Según el emprendedor, el metal rojo puede ser más efectivo como bactericida, pero tiene limitaciones en cuanto a precio, procesabilidad y estética. “Los polímeros con nanopartículas de cobre no pretenden reemplazarlo, sino complementar sus beneficios, ampliando su uso en un mundo que, para bien o mal, tiende a lo plástico”, comenta.

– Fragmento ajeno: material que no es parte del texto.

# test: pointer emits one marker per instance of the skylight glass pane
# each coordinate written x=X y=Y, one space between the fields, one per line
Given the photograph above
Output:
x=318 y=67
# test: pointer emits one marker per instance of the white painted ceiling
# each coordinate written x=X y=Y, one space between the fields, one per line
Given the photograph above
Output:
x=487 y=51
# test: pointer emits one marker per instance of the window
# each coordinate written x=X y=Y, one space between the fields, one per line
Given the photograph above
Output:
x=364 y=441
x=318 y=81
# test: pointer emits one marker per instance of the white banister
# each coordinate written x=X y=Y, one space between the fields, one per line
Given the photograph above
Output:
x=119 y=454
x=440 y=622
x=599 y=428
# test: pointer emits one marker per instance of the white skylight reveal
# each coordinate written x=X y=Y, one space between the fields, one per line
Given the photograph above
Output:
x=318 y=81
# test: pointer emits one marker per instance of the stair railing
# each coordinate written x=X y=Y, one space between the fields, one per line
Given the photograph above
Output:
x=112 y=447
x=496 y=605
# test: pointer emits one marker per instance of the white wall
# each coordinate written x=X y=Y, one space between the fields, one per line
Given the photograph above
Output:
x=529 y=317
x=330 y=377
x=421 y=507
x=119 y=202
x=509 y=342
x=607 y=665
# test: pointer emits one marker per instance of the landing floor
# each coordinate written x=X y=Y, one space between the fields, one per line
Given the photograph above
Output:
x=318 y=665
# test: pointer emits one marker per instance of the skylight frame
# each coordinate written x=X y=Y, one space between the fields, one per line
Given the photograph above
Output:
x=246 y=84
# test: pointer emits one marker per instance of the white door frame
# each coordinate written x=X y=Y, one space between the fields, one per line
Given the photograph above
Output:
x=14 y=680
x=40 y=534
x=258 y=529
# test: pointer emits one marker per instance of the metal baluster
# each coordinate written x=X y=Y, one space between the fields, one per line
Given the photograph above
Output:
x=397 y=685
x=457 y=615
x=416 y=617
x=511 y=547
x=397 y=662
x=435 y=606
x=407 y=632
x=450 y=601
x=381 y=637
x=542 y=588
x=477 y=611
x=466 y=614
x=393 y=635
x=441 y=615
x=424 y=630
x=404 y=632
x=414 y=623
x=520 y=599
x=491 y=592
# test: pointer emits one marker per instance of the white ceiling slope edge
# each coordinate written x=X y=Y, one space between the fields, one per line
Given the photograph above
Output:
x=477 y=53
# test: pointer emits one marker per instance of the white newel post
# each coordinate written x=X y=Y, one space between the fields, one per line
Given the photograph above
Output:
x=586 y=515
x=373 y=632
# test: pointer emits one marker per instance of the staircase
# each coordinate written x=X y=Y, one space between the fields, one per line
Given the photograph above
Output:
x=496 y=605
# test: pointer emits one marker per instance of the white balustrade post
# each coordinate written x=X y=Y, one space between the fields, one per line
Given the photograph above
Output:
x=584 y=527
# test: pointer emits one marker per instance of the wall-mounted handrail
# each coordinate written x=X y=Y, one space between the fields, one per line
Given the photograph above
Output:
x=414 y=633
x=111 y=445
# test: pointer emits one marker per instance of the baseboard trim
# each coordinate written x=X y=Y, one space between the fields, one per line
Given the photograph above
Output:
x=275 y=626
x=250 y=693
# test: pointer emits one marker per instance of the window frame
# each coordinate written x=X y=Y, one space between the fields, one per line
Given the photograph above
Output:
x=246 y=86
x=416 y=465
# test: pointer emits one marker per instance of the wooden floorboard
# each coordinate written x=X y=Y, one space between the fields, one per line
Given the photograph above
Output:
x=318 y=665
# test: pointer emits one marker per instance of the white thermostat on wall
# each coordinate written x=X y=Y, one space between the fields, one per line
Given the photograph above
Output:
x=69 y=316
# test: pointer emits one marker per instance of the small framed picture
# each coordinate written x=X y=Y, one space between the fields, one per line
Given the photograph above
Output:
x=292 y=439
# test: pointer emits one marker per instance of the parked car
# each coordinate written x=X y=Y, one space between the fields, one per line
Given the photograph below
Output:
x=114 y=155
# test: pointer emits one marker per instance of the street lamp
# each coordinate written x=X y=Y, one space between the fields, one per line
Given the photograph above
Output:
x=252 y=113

En este sentido, puntualiza que a diferencia de las aleaciones tradicionales, con la nanotecnología existe la capacidad de controlar todo el proceso. “Puedes diseñar cuánto quieres que tenga de cobre y cuánto quieres que libere de él, mientras que en las aleaciones eso no se maneja. Lo mismo ocurre con las nanopartículas de oro y plata, las que también tenemos capacidad de producir desde Antofagasta para el mundo”, explica.

Sobre la iniciativa, la directora ejecutiva del Comité de Desarrollo Productivo Regional, Marlene Sánchez, destacó que “este proyecto de nanotecnología es una muestra de lo que estamos promoviendo y generando con la estrategia de Clúster Minero. En este sentido, somos pioneros en un proceso de desarrollo mucho más inclusivo y con mayores oportunidades. Hacer clúster en una región que se descentraliza tiene ventajas comparativas y competitivas cuando hablamos de un desarrollo inclusivo”.